In sum, conventional systems do not provide for the flexibility required of BOM management systems. For example, prior art technology does not facilitate the sharing of information between BOMs, particularly when the BOMs are developed by different users. The lack of shared BOM data inhibits activities such as identification of vendors, rating of parts, rating of vendors, rating of manufacturers, calculation of cost estimates, identification of components and alternative components, and execution of electronic transactions. In the prior art, the presence of an element, and data concerning that element, in a BOM is not fully exploited when a second BOM is developed. The prior art technology also does not facilitate the presentation of a variety of views of a BOM or a variety of views of elements within a BOM. Finally, there are no means by which data within a BOM can be used to provide a user with additional useful information about related elements and products.

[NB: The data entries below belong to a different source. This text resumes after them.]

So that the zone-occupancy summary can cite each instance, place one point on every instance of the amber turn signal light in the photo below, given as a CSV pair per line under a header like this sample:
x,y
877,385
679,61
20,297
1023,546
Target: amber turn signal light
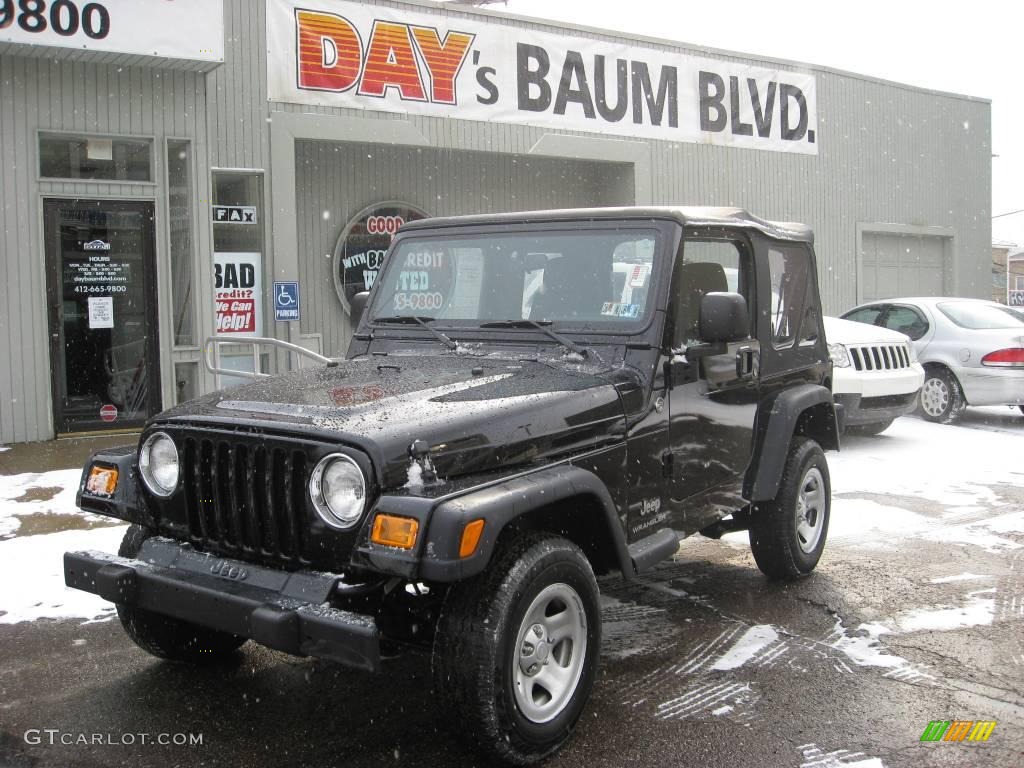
x,y
470,538
394,531
102,481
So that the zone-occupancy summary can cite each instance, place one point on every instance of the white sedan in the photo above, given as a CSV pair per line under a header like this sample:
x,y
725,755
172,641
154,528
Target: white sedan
x,y
972,350
876,377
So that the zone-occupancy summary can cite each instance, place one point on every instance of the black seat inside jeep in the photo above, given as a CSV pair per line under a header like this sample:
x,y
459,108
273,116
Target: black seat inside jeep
x,y
576,286
694,281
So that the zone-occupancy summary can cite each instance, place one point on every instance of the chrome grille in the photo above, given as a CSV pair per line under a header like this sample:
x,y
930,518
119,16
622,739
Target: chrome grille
x,y
245,499
880,356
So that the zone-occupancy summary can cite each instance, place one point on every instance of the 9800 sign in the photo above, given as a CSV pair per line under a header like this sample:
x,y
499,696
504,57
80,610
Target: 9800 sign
x,y
62,16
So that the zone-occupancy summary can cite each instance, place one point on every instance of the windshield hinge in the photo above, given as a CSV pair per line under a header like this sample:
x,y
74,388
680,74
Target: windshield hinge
x,y
668,464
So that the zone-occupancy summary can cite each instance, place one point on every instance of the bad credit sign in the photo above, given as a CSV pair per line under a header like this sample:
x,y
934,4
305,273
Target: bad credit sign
x,y
340,53
238,293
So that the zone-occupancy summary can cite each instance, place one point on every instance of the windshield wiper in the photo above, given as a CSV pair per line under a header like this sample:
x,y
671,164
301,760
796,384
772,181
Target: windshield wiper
x,y
410,320
541,326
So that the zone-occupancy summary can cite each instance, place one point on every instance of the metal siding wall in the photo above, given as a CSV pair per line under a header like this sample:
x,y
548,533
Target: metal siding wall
x,y
334,181
887,154
46,94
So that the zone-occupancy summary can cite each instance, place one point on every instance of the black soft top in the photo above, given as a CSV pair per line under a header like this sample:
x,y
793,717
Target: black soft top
x,y
685,215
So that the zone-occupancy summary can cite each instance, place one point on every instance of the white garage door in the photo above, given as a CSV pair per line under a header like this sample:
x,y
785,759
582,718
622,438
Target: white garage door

Conventional systems do not facilitate grouping of user data across separate BOMs. For example, there are no prior art systems for storing more than one BOM, owned by more than one user, in a single namespace. A single namespace includes a set of names, each a unique identifier. The names, for example, may be one or more primary keys of a database. Thus a single namespace shares the one or more primary key to uniquely identify the entity of the key. In the prior art it is not possible to store multiple BOMs within a single data file or set of files that share a set of one or more primary keys, while maintaining ownership and/or access control to individual BOMs and to the BOM data, and for sharing BOM data among stored multiple BOMs, with the BOMs not necessarily having the same owner. Thus, the prior art does not allow the storage of BOMs from multiple companies, or any other “owning” entity, in a single database or similar computational process. Advantages of BOM aggregation are therefore not achievable in the prior art.